Shahavaw’s face instantly reflected the emotion that that memory brought. “You almost died. If it hadn’t been for that elegant man.” Her face brightened at the thought of the handsome human. Her eyes lingered on his image, his short dark beard and deep brown eyes. He had fearlessly stepped into a world alien to him to deliver her daughter to her people. “If he had not brought you here wrapped in his crimson cloak, you would have died. Even then, you lay at the edge of oblivion for over five months.”
Masveh moved aside the tray and set her mother’s reading desk on the table before her. Clicking her own mirror into the keyhole at the center of its face brought the desk to life. Her mother’s long fingers set the colored rings at the perimeter sliding swiftly across the edge. With a touch on the face, the Queen halted the flying images, and brought forward a page of the Royal Calendar. “Here.”
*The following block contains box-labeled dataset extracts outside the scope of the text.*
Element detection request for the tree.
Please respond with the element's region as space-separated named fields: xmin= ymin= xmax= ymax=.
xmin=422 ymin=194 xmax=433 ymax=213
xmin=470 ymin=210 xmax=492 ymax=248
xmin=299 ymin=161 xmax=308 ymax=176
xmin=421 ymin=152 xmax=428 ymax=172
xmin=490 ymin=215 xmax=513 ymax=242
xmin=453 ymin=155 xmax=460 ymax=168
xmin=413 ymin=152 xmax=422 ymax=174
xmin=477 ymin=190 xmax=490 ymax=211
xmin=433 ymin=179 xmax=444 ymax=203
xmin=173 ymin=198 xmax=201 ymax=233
Masveh glanced at the point pinned under her mother’s finger; the date in the world of man was 1577. She could see under its shadow the court in session, the border messengers arriving, and, with a moment’s focusing, she could hear their cry announcing the tragedy of which she had been the only survivor, barely.
Shahavaw’s finger slid radially outwards: “And here,” At her touch another page was pulled aside, 160 days later. “You awoke on your father’s birthday.”
In those days the difference between the worlds had risen to its maximum ever, hovering between a factor of 350 and 380. Nearly one hundred and sixty years had passed in the world of man.
“How many times did you enter their world while I slept?” Masveh asked.
“I have Gammadim light in me,” her mother protested the tone in her daughter’s question, “on my grandfather’s side.” The concern in her daughter’s eyes softened her brow. “Not like you child, I know, but someone had to do it.”
“The worlds of man and fey were in turmoil. The rest of the Gammadim were stretched from Nippon to the jungles of the Ikal, and from snow to snow. And the three most powerful guardians over Europa nearly killed in one blow!” Her right hand instinctively tightened on her daughter’s hand. Masveh noticed for the first time how her mother’s fingers had thinned with age. “The few words you could speak, and the witness of the human that brought you, made it clear illicit doors were the goal the violators were after.”
“There was only one violator, Mother, one door.”
“Only one that you saw,” Shahavaw insisted. “A week after the human brought you here I was able to track down the origin of that violator. The distortions he left behind in the world of man were easy to see through Gentry glass. The violator had been a cave dwarf from the land of the Gauls. But the means by which he had accomplished his sorcery, not only to enter the world of man undetected but to acquire the power to ensnare a piece of the living plenum, I could not ascertain.”
Shahavaw paused and forced herself to breathe deeply, bidding her own heart to rest. On good days she was master of her memories. On good days if a memory pained her she could call another forth. But when she had to tell about them, she had to see them through. She could not dismiss them, even if they pierced. She tightened her grip on Masveh’s precious hand again to convince herself that her daughter was really there.
The comfort brought by that feeling quieted her heart, and then it went beyond. It made her turn her daughter’s hand up. With her finger she traced the lines on that palm, lines she had studied often ever since she had been blessed with such a treasure. “Such a lovely baby… but the hands are strong, and the line of renown is deep.” Shahavaw frowned at the disparity between the image of the infant in the memory and the beautiful woman before her now. There was a difference in those palm lines too; she had seen that difference before; but somewhere deep within her, the shadow of another memory told her it was alright.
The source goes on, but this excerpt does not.